By now there was, however, plenty of room for Puerto Rican artists to incursion fields outside the traditional Latin American big band. Enter the blind prodigy from Lares, José Feliciano (1945), whose uncanny ability to handle the Spanish guitar would land him straight at the top of the charts with his idiosyncratic version of The Doors’ “Light My Fire.” Much like Blades, however, Feliciano would exploit his multicultural roots from the start, practically leading parallel careers in English and in Spanish and choosing to pay tribute to the tradition of boleros in his native language. Thus, as early as 1966, Feliciano had already recorded his album La copa rota (The Broken Glass) in which he produced a remarkable version of Capó’s “Sin fe” (“Hopeless”). Five years later, in 1971, Feliciano would record a Spanish version of the Italian song “Che Será” for the Festival of San Remo, which still today remains one of his most distinctive songs.

Upholding the tradition of boleros was, too, Cheo Feliciano (Ponce, 1935), a percussionist who had been part of Tito Rodríguez’s band in the fifties. Cheo Feliciano had lived in Spanish Harlem since 1952 and he was part of the Joe Cuba Sextet for over ten years back in the days prior to salsa. Long before Héctor Lavoe discovered the pitfalls of heroin, however, Cheo Feliciano was battling for his life against the opiate. Upon his return from a long rehabilitation, Cheo relaunched his career with the help of Johnny Pacheco and the rest of the Fania team. Swiftly, he made the transition from the old-style rhythm to the more adventurous salsa tones of his “Anacaona,” released in 1971, before he established himself as a romantic ballad and bolero singer. Much like José Feliciano (with whom he is not related), he exploited the English and Spanish markets with his trademark deep, distant, yet powerful voice, which shapes his lyrics with an unmistakable texture.

As the eighties unraveled the stars of old faded in a distance that seemed larger than that rendered by the years. Salsa had established itself as a commercial powerhouse, meringue emerged as a catchy, jumpy alternative to the three-beat rhythms of salsa, and even sub genres, such as erotic salsa found a place in the market. The likes of Daniel Santos and Carmen Delia Dipiní were still alive, but the bolero had been relegated to the background in the world of music. Instead, it was the second generation of salseros who broke into the scene. Here, too, there were Puerto Ricans aplenty, and suddenly Gilberto Santa Rosa (Carolina, 1962) was making thousands of people dance to his “Vivir sin ella” (“To Live Without Her”) in Venezuela, in Puerto Rico and eventually, even, in New York’s Carnagie Hall.

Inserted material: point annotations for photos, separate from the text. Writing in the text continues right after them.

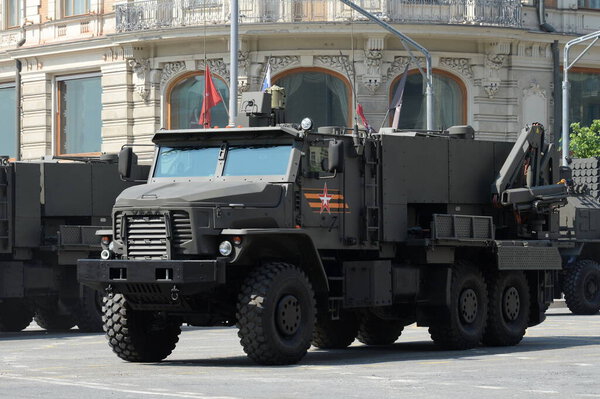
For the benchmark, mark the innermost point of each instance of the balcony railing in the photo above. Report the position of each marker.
(159, 14)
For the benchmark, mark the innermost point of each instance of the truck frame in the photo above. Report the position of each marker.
(301, 237)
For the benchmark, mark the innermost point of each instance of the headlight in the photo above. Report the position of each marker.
(306, 124)
(225, 248)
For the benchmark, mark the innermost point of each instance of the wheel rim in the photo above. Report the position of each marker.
(592, 288)
(511, 305)
(468, 306)
(289, 315)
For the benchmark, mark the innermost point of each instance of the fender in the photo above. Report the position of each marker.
(291, 244)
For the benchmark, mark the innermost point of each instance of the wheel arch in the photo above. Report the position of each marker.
(296, 248)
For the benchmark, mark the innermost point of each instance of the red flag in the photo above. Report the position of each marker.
(211, 98)
(361, 113)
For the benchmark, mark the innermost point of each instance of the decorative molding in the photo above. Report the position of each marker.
(33, 64)
(400, 63)
(114, 54)
(461, 65)
(494, 61)
(534, 89)
(216, 65)
(171, 69)
(141, 70)
(278, 63)
(372, 77)
(338, 62)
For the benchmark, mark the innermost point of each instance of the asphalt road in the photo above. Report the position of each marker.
(558, 359)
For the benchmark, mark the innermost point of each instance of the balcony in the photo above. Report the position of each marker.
(160, 14)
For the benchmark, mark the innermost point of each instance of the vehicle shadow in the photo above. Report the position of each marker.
(42, 334)
(400, 351)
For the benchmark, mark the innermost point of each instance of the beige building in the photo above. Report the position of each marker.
(96, 74)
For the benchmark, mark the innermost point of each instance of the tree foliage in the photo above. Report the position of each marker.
(585, 141)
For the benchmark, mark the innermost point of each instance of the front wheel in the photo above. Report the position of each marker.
(276, 314)
(138, 336)
(373, 330)
(461, 326)
(582, 287)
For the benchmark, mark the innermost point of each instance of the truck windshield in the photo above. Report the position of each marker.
(251, 160)
(186, 162)
(257, 160)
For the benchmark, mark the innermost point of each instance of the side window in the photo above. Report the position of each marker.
(317, 157)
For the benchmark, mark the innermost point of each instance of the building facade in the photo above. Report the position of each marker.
(96, 74)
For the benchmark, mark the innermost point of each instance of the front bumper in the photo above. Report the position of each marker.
(151, 278)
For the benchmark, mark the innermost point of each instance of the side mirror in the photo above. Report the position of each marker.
(336, 156)
(127, 160)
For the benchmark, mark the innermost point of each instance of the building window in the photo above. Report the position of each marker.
(594, 4)
(79, 114)
(184, 102)
(449, 101)
(8, 114)
(14, 12)
(319, 94)
(584, 100)
(75, 7)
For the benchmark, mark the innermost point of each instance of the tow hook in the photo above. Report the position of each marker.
(174, 294)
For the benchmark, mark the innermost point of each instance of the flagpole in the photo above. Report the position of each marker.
(233, 70)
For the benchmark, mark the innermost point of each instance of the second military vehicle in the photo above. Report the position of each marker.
(301, 237)
(49, 213)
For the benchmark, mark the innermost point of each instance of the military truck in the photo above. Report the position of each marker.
(300, 236)
(49, 213)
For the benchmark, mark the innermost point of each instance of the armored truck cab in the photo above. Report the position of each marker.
(302, 237)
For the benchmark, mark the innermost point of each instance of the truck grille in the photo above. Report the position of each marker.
(146, 237)
(182, 230)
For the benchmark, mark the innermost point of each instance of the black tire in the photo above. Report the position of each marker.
(276, 314)
(89, 312)
(138, 336)
(15, 315)
(373, 330)
(334, 334)
(49, 318)
(582, 287)
(461, 326)
(509, 306)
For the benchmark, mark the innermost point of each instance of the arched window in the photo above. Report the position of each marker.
(321, 95)
(184, 102)
(449, 101)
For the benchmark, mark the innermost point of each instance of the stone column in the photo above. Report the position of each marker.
(36, 117)
(117, 106)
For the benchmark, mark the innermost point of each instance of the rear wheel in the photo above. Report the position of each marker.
(51, 318)
(373, 330)
(463, 323)
(89, 312)
(509, 304)
(582, 287)
(138, 336)
(335, 334)
(15, 315)
(276, 314)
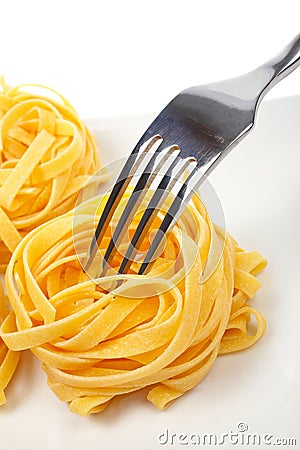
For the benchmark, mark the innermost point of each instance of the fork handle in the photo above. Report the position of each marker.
(280, 66)
(254, 85)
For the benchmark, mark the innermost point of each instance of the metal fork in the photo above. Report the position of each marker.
(199, 126)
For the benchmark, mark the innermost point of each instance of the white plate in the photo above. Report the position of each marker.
(258, 389)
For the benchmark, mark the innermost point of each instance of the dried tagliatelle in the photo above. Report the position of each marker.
(46, 156)
(96, 342)
(8, 358)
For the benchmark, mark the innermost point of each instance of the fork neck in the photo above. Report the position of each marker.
(279, 67)
(253, 86)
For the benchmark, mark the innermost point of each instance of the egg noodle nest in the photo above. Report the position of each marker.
(161, 331)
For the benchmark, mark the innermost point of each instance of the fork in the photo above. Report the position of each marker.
(198, 128)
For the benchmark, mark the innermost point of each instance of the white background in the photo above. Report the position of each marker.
(112, 58)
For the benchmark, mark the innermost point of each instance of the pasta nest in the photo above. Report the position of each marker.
(97, 343)
(47, 155)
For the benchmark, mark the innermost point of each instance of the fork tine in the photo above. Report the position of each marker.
(137, 195)
(170, 218)
(155, 203)
(130, 167)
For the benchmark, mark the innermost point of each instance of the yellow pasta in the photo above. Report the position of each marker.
(95, 344)
(8, 358)
(47, 155)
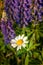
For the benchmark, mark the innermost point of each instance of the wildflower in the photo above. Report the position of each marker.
(19, 42)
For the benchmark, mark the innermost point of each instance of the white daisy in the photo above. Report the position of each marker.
(19, 41)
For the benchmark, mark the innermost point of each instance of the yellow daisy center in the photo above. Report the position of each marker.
(19, 42)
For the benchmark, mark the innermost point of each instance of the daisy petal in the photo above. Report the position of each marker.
(19, 47)
(26, 41)
(22, 36)
(12, 41)
(13, 45)
(24, 45)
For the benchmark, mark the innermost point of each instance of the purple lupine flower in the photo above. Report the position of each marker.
(21, 10)
(7, 30)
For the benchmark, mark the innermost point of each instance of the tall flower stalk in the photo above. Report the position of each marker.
(7, 29)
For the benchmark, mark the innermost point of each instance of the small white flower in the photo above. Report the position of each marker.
(19, 41)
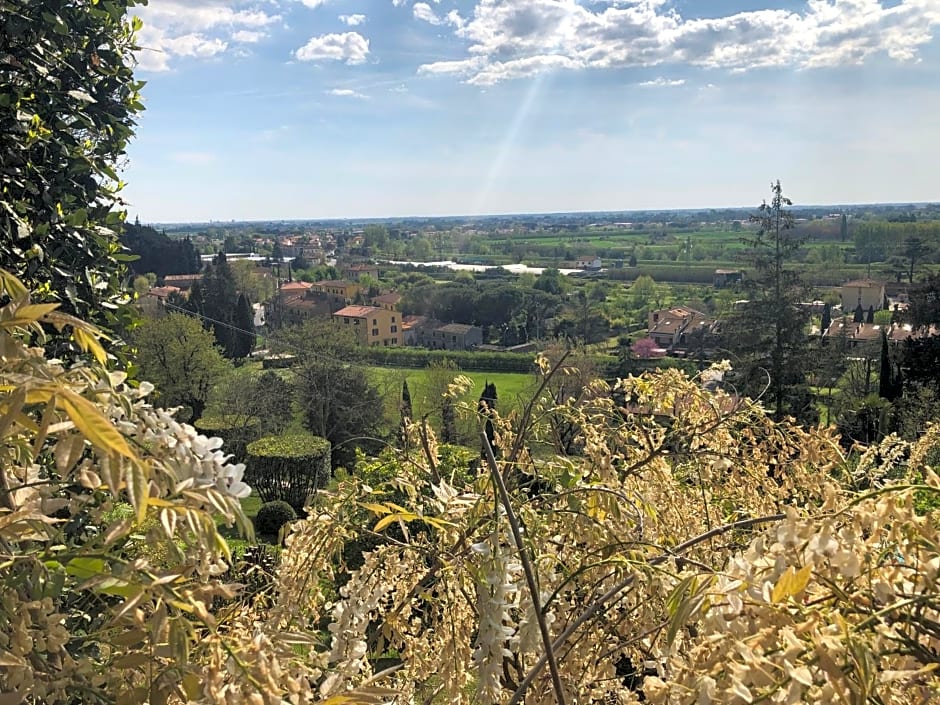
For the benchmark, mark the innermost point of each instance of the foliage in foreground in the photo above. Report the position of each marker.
(735, 555)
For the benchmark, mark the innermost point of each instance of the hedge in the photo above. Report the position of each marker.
(236, 435)
(289, 468)
(464, 359)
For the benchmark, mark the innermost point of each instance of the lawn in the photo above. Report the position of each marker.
(513, 388)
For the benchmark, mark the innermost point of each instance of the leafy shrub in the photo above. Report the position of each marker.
(272, 516)
(288, 468)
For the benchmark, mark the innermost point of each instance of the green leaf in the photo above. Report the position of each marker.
(86, 568)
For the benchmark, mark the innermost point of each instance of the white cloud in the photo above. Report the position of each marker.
(247, 36)
(352, 20)
(347, 93)
(178, 28)
(350, 47)
(660, 82)
(516, 38)
(423, 11)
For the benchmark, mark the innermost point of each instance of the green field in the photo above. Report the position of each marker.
(513, 388)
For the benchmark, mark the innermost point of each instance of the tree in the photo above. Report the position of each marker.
(67, 112)
(486, 407)
(180, 357)
(914, 250)
(243, 333)
(334, 394)
(826, 320)
(769, 333)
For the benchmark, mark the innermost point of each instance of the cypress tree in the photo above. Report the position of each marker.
(826, 322)
(243, 339)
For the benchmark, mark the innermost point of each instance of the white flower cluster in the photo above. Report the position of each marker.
(494, 600)
(197, 461)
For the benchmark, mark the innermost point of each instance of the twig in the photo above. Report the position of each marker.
(601, 601)
(527, 568)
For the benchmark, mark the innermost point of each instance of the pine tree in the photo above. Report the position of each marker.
(243, 337)
(485, 407)
(405, 411)
(768, 335)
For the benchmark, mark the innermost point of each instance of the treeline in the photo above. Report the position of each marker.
(157, 253)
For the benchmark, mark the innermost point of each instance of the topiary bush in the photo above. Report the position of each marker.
(272, 516)
(289, 468)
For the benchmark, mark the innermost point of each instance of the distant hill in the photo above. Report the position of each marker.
(159, 254)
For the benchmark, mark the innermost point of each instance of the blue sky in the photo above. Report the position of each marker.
(283, 109)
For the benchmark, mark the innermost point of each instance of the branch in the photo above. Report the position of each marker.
(601, 601)
(527, 568)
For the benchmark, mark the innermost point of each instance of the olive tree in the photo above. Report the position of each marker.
(68, 101)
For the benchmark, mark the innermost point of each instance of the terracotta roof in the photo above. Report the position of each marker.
(390, 298)
(864, 283)
(161, 292)
(459, 328)
(357, 311)
(296, 286)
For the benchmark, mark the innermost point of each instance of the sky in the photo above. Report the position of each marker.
(303, 109)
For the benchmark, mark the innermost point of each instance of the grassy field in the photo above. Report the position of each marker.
(513, 388)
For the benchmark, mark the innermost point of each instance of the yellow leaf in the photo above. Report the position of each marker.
(791, 583)
(376, 508)
(391, 518)
(89, 343)
(131, 660)
(138, 489)
(89, 420)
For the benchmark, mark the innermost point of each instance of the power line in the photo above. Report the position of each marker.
(280, 341)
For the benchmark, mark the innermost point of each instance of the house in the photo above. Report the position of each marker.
(456, 336)
(354, 271)
(341, 288)
(373, 325)
(856, 334)
(724, 278)
(867, 292)
(591, 263)
(388, 301)
(417, 330)
(182, 281)
(678, 327)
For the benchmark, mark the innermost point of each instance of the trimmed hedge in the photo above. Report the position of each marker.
(288, 468)
(236, 436)
(464, 359)
(272, 516)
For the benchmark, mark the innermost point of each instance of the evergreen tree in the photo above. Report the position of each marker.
(243, 338)
(769, 334)
(889, 386)
(405, 411)
(485, 407)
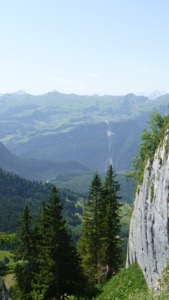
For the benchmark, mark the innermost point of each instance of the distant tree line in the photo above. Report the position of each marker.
(49, 265)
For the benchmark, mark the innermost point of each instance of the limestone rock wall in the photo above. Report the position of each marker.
(149, 228)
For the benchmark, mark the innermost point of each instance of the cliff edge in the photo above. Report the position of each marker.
(149, 228)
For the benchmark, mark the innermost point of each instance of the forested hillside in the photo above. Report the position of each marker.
(16, 192)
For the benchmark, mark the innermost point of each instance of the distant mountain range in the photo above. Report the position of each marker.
(74, 133)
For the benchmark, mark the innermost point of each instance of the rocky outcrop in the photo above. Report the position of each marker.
(149, 228)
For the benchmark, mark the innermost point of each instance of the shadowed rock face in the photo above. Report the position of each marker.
(149, 228)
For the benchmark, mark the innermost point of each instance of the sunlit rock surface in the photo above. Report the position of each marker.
(149, 228)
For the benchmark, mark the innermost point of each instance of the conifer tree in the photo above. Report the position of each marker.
(110, 210)
(59, 270)
(89, 243)
(25, 255)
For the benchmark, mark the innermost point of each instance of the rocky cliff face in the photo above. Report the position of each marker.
(149, 228)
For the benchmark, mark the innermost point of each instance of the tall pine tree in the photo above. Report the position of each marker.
(25, 255)
(89, 243)
(110, 210)
(59, 270)
(99, 242)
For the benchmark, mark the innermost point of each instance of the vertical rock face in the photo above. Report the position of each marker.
(149, 228)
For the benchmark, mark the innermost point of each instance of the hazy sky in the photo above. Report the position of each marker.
(84, 46)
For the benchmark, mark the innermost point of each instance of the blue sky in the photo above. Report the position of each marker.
(84, 46)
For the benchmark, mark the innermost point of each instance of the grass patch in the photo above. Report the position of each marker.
(125, 284)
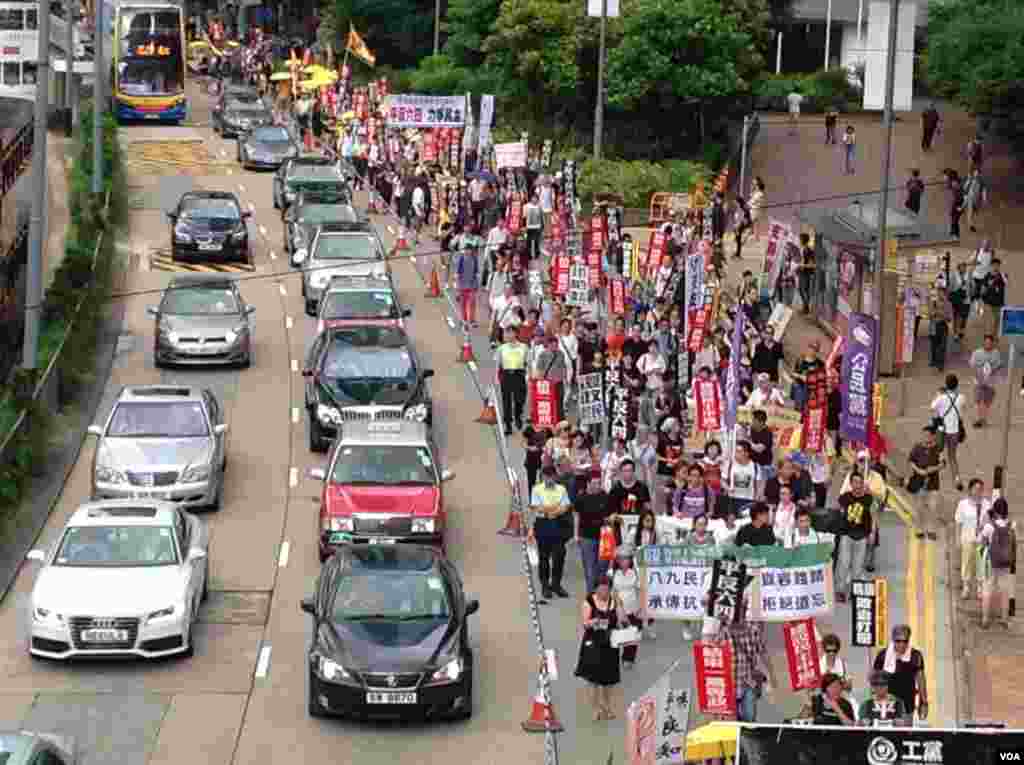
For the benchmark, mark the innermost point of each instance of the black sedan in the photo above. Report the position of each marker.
(209, 225)
(390, 635)
(266, 146)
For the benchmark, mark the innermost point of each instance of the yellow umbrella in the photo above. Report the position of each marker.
(711, 740)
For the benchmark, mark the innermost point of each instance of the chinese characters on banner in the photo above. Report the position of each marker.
(728, 581)
(715, 679)
(579, 286)
(802, 654)
(858, 379)
(816, 411)
(708, 396)
(591, 398)
(544, 407)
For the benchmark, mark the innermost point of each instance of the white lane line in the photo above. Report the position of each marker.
(263, 663)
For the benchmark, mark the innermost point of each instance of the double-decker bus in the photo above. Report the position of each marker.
(150, 61)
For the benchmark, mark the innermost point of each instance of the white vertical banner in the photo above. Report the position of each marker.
(486, 118)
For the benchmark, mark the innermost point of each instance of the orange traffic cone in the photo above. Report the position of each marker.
(513, 524)
(434, 286)
(542, 717)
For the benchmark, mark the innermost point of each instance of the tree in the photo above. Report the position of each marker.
(976, 53)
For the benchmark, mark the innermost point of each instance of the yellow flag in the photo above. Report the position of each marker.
(358, 48)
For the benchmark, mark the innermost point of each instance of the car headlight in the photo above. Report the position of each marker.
(417, 413)
(328, 415)
(46, 617)
(162, 613)
(195, 473)
(331, 671)
(423, 525)
(110, 475)
(449, 673)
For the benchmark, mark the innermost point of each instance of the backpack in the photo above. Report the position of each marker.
(1000, 547)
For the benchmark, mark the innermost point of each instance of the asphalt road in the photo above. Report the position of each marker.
(243, 697)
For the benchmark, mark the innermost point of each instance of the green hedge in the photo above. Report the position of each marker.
(74, 334)
(821, 89)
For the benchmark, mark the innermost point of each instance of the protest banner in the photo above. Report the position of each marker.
(802, 654)
(715, 677)
(591, 395)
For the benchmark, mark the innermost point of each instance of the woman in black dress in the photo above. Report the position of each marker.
(598, 663)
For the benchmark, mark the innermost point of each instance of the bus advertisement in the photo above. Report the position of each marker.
(150, 62)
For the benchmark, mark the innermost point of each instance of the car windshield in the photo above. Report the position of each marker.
(356, 247)
(271, 135)
(117, 546)
(365, 304)
(315, 213)
(210, 209)
(199, 301)
(399, 595)
(390, 465)
(158, 420)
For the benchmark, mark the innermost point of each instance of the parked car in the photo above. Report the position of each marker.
(125, 578)
(209, 225)
(382, 485)
(390, 635)
(363, 373)
(203, 320)
(162, 442)
(266, 146)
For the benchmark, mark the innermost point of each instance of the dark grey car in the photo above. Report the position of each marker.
(203, 320)
(266, 146)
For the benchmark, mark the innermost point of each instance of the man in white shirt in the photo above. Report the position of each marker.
(971, 517)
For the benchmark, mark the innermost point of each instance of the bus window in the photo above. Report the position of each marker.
(11, 74)
(10, 19)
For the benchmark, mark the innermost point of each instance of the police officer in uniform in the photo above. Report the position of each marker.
(512, 376)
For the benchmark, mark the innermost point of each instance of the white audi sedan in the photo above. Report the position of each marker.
(125, 579)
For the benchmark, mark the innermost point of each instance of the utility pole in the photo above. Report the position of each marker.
(37, 235)
(889, 119)
(599, 107)
(97, 100)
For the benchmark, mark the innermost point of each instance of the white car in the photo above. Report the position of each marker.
(125, 579)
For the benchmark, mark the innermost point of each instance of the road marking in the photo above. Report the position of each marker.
(263, 663)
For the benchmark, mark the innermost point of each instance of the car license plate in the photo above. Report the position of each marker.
(385, 696)
(104, 636)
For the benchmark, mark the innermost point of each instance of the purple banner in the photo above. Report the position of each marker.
(732, 374)
(857, 383)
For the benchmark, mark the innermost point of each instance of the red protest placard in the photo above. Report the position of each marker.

Marc Anthony as Héctor Lavoe in El cantante.

The legacy continued into the nineties and is well and alive today. Marc Anthony (New York, 1968), for instance, was a major success as a salsa singer long before he was famous for his relationship with Jennifer López. Indeed, during the early nineties he was touted as the upcoming star of salsa, together with another Puerto Rican, La India (Río Piedras, 1969). Among the more versed audience in cult popular culture of the nineties, the music video of their duet, “Vivir lo nuestro” (“To Live Our Story”), will, no doubt, remain unforgettable. Many years later, Anthony would pair up with his wife, Jennifer López, in the production of the movie El Cantante (2007), which traced the troubled life of Héctor Lavoe, played by Anthony. Tropical music in general, and Puerto Rico’s influence in particular, was finally being celebrated at large, and rightly so.

But that is only my opinion, and this list is, as all lists must be, subjective, distorted and incomplete. You might disagree with my selection; you might feel I have left out the most relevant, the most influential albums, records, songs; you might argue half of these people would not be able to write a poem if their lives depended on it. It might well be. Yet, I invite you to take this as the starting point of your own journey through the music. And if you feel like sending me your conclusions, I’m all ears!